Even if improving an existing replication system proves to be
impossible, it would make more sense to start with an analysis of the
strengths and deficiencies of Slony, Londiste, Bucardo, etc., than with
some kind of "clean-room" approach.

-- 
Josh Berkus
PostgreSQL Experts Inc.
http://pgexperts.com


Re: Future In-Core Replication

From
Simon Riggs
Date:
On Mon, Apr 30, 2012 at 11:43 PM, Josh Berkus <josh@agliodbs.com> wrote:

> Well, this *is* the purpose of the cluster-hackers group

Well, I tried all available means to discuss my ideas before
organising an external meeting. You can think of the InCore meeting as
an extension of the cluster hackers meeting if you wish.

> What puts me off about this "let's start from first principles" approach
> is that in our community we have years of experience (in a couple cases,
> over a decade) with logical-level replication.  It seems like the last
> thing we need is Yet Another PostgreSQL Replication System, started over
> from scratch and years away from being production quality.  Don't we
> have enough external replication systems with not enough developers
> behind them?

I've tried very hard to express my admiration and respect for
developers of many replication systems both personally when we meet in
person and on list. And I've mentioned that I'd like to include as
many ideas as possible in an in-core approach. Yes, we have many
external replication systems. Many, many people have expressed the
desire for more coherent features in core.

I believe we can achieve production quality code in 1, maybe 2
releases. That is only possible by building on what we already have
and reusing the concepts, experience and perhaps even code from other
projects. We are closer to that than your statement allows.
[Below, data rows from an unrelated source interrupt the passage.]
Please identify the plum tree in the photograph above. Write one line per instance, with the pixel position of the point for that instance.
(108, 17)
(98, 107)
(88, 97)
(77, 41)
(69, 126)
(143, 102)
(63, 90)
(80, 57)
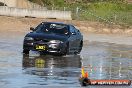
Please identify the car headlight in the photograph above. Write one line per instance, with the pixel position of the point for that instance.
(55, 41)
(28, 38)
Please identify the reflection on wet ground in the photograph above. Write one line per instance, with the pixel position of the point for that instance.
(101, 60)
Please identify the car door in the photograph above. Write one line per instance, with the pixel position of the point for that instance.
(73, 39)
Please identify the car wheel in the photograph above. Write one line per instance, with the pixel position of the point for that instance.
(25, 51)
(66, 52)
(80, 47)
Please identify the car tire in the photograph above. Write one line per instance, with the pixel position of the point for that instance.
(25, 51)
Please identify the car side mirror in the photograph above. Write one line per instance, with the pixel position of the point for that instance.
(73, 33)
(32, 29)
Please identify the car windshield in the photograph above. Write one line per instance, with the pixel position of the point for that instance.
(53, 28)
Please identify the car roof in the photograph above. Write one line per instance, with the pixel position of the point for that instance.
(57, 23)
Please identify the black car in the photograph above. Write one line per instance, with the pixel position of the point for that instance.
(54, 38)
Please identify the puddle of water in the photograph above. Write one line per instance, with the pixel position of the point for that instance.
(101, 60)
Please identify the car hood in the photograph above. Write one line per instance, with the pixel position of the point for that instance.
(50, 36)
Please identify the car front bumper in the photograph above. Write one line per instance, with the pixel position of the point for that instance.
(45, 47)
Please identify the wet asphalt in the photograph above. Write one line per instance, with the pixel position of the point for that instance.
(101, 60)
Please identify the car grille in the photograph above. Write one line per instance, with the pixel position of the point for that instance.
(44, 40)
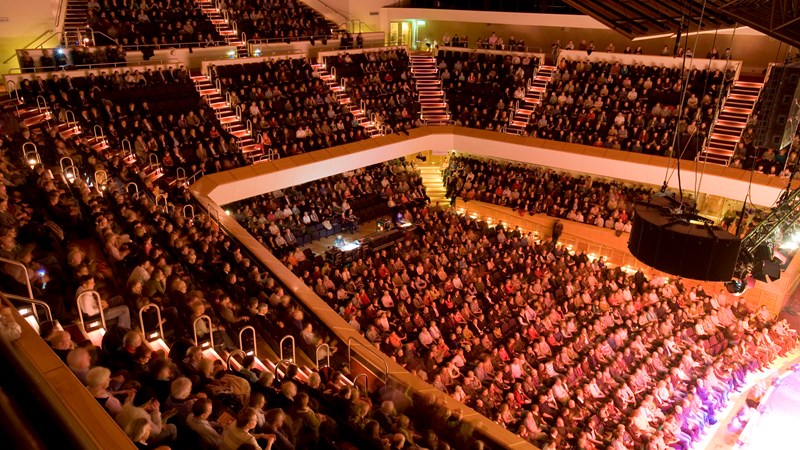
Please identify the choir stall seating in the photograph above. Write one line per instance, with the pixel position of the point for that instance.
(483, 87)
(290, 108)
(380, 84)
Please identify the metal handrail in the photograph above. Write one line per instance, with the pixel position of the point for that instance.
(210, 330)
(366, 381)
(166, 201)
(71, 173)
(41, 104)
(180, 174)
(195, 176)
(69, 160)
(25, 271)
(231, 355)
(102, 134)
(118, 64)
(374, 353)
(327, 355)
(241, 339)
(136, 189)
(32, 157)
(158, 313)
(72, 426)
(29, 44)
(280, 346)
(71, 122)
(100, 182)
(96, 297)
(150, 158)
(35, 303)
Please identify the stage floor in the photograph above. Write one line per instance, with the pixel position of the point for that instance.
(776, 427)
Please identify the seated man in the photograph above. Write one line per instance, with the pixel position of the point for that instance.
(112, 309)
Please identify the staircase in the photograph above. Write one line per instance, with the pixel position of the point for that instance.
(77, 15)
(730, 124)
(433, 107)
(224, 27)
(534, 95)
(370, 127)
(431, 173)
(228, 118)
(76, 23)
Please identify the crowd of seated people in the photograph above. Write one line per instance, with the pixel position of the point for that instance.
(154, 23)
(782, 162)
(564, 350)
(482, 88)
(380, 83)
(637, 108)
(531, 189)
(284, 222)
(144, 254)
(291, 109)
(288, 20)
(153, 111)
Yes, we
have enough external replication systems and that is one reason why we
need to put things in core and not just create another external
system.

> Even if improving an existing replication system proves to be
> impossible, it would make more sense to start with an analysis of the
> strengths and deficiencies of Slony, Londiste, Bucardo, etc., than with
> some kind of "clean-room" approach.

I'm not sure why you think I would *not* be starting with that analysis.

I look forward to discussing this in person, where I'm sure it will be easier.

--
 Simon Riggs                   http://www.2ndQuadrant.com/
 PostgreSQL Development, 24x7 Support, Training & Services


Re: Future In-Core Replication

From
Josh Berkus
Date:
>> Well, this *is* the purpose of the cluster-hackers group
> 
> Well, I tried all available means to discuss my ideas before
> organising an external meeting. You can think of the InCore meeting as
> an extension of the cluster hackers meeting if you wish.

That comment wasn't for you, it was for other folks who didn't seem to
be aware that some of these ideas had already been discussed.  You, of
course, know because you were there.

And, if you need a 3-hour meeting there's no question that you need the
evening thing.  There's just not enough time in anyone's schedule.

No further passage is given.